I'm trying to parse an xml file from an external source which contains invalid UTF-8 bytes
Using the following java code
DocumentBuilderFactory factory = DocumentBuilderFactory.newInstance();
factory.setValidating(false);
factory.setIgnoringComments(true);
factory.setNamespaceAware(false);
DocumentBuilder documentBuilder = factory.newDocumentBuilder();
try (InputStream in = getMyInputStream()) {
Document doc = documentBuilder.parse(new InputSource(in));
...
}
And I'm getting the following exception
Caused by: org.xml.sax.SAXParseException: Invalid byte 2 of 3-byte UTF-8 sequence.
at java.xml/com.sun.org.apache.xerces.internal.parsers.DOMParser.parse(DOMParser.java:262)
at java.xml/com.sun.org.apache.xerces.internal.jaxp.DocumentBuilderImpl.parse(DocumentBuilderImpl.java:339)
... 10 common frames omitted
Caused by: com.sun.org.apache.xerces.internal.impl.io.MalformedByteSequenceException: Invalid byte 2 of 3-byte UTF-8 sequence.
at java.xml/com.sun.org.apache.xerces.internal.impl.io.UTF8Reader.invalidByte(UTF8Reader.java:702)
at java.xml/com.sun.org.apache.xerces.internal.impl.io.UTF8Reader.read(UTF8Reader.java:409)
at java.xml/com.sun.org.apache.xerces.internal.impl.XMLEntityScanner.load(XMLEntityScanner.java:1904)
at java.xml/com.sun.org.apache.xerces.internal.impl.XMLEntityScanner.peekChar(XMLEntityScanner.java:508)
at java.xml/com.sun.org.apache.xerces.internal.impl.XMLDocumentFragmentScannerImpl$FragmentContentDriver.next(XMLDocumentFragmentScannerImpl.java:2649)
at java.xml/com.sun.org.apache.xerces.internal.impl.XMLDocumentScannerImpl.next(XMLDocumentScannerImpl.java:605)
at java.xml/com.sun.org.apache.xerces.internal.impl.XMLDocumentFragmentScannerImpl.scanDocument(XMLDocumentFragmentScannerImpl.java:534)
at java.xml/com.sun.org.apache.xerces.internal.parsers.XML11Configuration.parse(XML11Configuration.java:888)

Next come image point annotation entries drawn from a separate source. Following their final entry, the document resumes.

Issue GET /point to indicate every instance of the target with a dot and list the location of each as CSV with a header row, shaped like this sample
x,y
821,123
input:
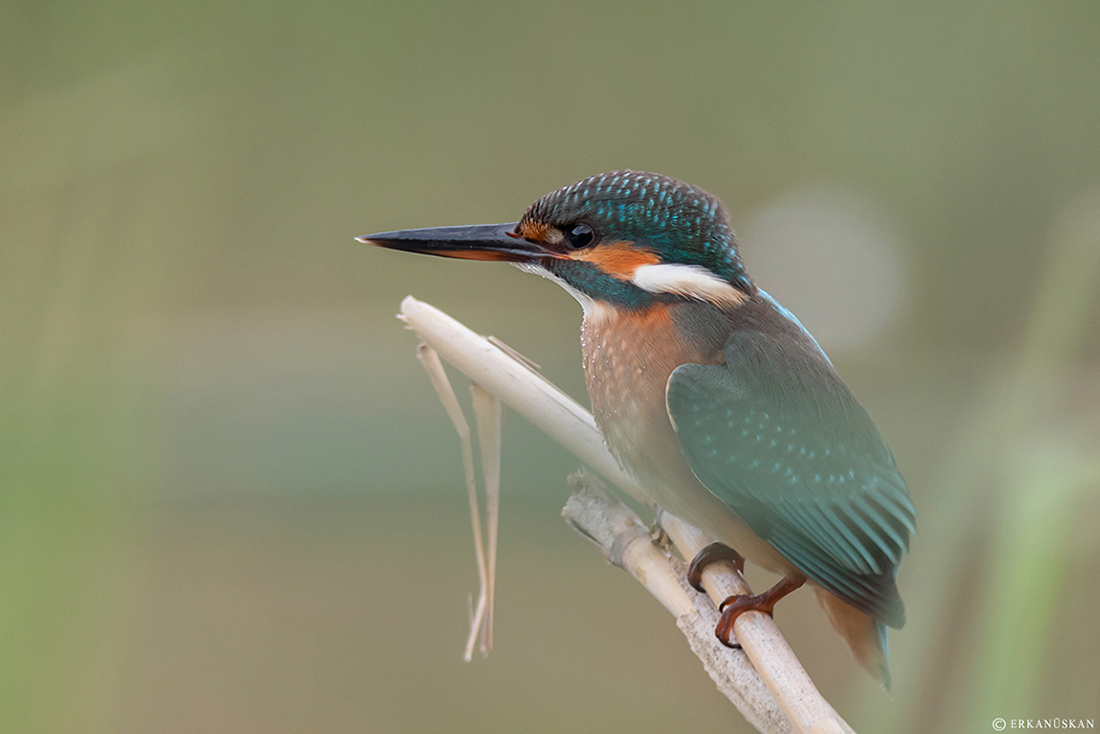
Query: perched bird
x,y
713,395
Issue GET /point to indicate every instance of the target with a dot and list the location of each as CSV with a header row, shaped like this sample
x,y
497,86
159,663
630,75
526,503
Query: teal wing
x,y
778,437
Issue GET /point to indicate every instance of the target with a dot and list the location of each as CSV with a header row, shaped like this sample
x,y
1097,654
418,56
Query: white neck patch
x,y
689,281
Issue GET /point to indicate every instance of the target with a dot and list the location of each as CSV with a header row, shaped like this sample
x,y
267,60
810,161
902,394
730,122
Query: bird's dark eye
x,y
580,237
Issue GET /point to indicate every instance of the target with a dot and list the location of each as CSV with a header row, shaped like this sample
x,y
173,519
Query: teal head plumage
x,y
713,394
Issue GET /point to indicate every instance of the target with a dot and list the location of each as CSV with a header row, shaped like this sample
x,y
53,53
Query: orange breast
x,y
628,358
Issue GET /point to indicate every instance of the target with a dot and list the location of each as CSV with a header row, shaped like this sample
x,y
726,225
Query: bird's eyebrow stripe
x,y
618,259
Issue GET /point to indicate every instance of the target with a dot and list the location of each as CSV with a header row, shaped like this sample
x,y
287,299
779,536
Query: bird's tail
x,y
866,636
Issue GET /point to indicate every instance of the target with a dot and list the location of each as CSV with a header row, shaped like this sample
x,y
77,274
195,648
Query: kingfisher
x,y
714,396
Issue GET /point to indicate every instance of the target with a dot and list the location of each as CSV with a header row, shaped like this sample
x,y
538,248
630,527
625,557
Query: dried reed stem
x,y
549,408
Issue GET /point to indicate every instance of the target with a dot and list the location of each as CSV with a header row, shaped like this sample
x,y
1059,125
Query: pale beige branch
x,y
626,543
563,419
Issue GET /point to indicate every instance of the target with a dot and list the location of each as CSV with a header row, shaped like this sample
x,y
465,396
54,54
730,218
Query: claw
x,y
736,605
715,551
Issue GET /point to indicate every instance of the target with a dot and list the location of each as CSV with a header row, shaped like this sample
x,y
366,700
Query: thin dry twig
x,y
564,420
487,408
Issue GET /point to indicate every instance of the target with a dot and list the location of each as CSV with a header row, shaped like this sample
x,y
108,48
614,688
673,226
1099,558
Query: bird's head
x,y
626,239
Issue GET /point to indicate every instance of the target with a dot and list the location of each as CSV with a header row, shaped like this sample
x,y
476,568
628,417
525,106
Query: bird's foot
x,y
715,551
736,605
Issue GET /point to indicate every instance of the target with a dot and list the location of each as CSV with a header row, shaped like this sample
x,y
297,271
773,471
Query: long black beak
x,y
494,242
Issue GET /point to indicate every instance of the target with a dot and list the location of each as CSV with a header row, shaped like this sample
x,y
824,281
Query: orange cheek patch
x,y
618,259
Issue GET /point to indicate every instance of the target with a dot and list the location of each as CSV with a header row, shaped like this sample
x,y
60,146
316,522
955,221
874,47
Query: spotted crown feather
x,y
681,222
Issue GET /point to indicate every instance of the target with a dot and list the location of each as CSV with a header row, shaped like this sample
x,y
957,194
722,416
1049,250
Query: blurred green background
x,y
230,501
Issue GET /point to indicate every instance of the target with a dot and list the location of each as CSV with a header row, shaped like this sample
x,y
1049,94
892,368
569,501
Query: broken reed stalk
x,y
487,409
563,419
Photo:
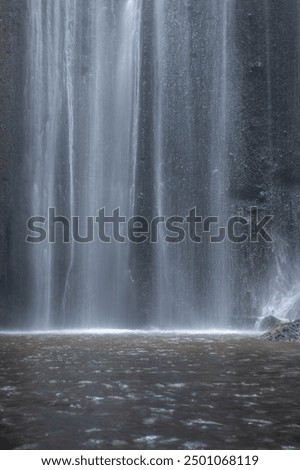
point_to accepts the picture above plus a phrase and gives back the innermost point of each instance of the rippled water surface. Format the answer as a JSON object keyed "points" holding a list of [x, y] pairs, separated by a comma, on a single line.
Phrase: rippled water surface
{"points": [[148, 391]]}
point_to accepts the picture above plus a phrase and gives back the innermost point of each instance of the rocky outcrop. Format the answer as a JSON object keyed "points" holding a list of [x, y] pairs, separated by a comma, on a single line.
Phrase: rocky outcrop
{"points": [[269, 322], [286, 332]]}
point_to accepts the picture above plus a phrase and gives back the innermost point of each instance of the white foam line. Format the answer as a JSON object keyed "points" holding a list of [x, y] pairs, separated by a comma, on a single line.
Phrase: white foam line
{"points": [[150, 332]]}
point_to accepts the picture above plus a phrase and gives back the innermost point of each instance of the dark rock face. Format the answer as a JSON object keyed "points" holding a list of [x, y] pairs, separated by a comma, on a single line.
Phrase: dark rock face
{"points": [[270, 322], [11, 89], [286, 332]]}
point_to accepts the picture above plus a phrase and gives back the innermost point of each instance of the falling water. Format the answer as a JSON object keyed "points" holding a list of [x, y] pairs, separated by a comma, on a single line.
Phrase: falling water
{"points": [[82, 97], [83, 114]]}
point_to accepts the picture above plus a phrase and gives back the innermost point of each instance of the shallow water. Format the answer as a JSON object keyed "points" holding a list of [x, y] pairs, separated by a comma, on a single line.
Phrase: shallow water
{"points": [[148, 391]]}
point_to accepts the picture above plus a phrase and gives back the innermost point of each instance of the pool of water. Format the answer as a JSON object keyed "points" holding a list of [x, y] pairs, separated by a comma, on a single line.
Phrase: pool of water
{"points": [[148, 391]]}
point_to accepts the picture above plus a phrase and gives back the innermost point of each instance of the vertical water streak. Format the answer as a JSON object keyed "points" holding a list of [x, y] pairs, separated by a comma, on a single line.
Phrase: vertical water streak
{"points": [[43, 109], [70, 18], [220, 272]]}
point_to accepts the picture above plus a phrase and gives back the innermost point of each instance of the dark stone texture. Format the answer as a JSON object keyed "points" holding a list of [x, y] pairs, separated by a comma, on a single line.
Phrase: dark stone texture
{"points": [[269, 322], [286, 332], [11, 84]]}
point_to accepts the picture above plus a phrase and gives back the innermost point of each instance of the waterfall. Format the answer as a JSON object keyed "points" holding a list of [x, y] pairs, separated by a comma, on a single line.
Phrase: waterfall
{"points": [[86, 123], [82, 105], [192, 283]]}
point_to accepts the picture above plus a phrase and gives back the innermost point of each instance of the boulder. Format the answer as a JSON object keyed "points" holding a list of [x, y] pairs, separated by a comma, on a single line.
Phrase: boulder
{"points": [[286, 332], [268, 323]]}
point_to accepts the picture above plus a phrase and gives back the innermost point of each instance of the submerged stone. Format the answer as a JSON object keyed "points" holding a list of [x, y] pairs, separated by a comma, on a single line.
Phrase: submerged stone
{"points": [[285, 332]]}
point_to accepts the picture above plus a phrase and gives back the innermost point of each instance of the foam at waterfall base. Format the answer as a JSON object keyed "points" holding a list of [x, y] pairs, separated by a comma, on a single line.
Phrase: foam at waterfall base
{"points": [[124, 332]]}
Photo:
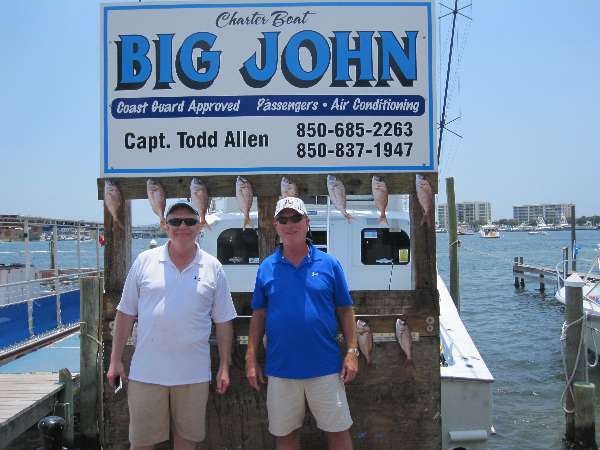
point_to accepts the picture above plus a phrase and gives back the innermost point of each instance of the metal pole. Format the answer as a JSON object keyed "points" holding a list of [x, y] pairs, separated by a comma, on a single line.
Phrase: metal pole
{"points": [[78, 248], [56, 272], [453, 241], [573, 241], [28, 276]]}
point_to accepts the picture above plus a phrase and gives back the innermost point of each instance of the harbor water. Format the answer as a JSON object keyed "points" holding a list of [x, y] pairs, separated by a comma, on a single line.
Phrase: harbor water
{"points": [[517, 331]]}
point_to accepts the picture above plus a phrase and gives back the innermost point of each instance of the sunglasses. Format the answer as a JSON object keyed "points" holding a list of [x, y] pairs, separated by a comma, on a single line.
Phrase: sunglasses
{"points": [[295, 219], [175, 222]]}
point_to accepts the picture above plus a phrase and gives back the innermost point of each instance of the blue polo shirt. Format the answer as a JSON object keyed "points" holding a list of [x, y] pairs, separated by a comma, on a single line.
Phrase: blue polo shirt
{"points": [[301, 321]]}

at java.xml/com.sun.org.apache.xerces.internal.parsers.XML11Configuration.parse(XML11Configuration.java:824)
at java.xml/com.sun.org.apache.xerces.internal.parsers.XMLParser.parse(XMLParser.java:141)
at java.xml/com.sun.org.apache.xerces.internal.parsers.DOMParser.parse(DOMParser.java:246)
I realise that the XML contains an invalid UTF-8 character but I'd like the XML parser to gracefully handle this rather than throwing an exception
I solved this by passing a java.io.Reader
to the DocumentBuilder
instead of a java.io.InputStream
. So now the DocumentBuilder
is acting upon a stream of characters instead of a stream of bytes and does not attempt to validate the bytes and hence does not throw exceptions. The byte to character transformation is now done by the InputStreamReader
So I changed
try (InputStream in = getMyInputStream()) {
Document doc = documentBuilder.parse(new InputSource(in));
...
}
To
try (Reader reader = new InputStreamReader(getMyInputStream(), StandardCharsets.UTF_8)) {
Document doc = documentBuilder.parse(new InputSource(reader));
...
}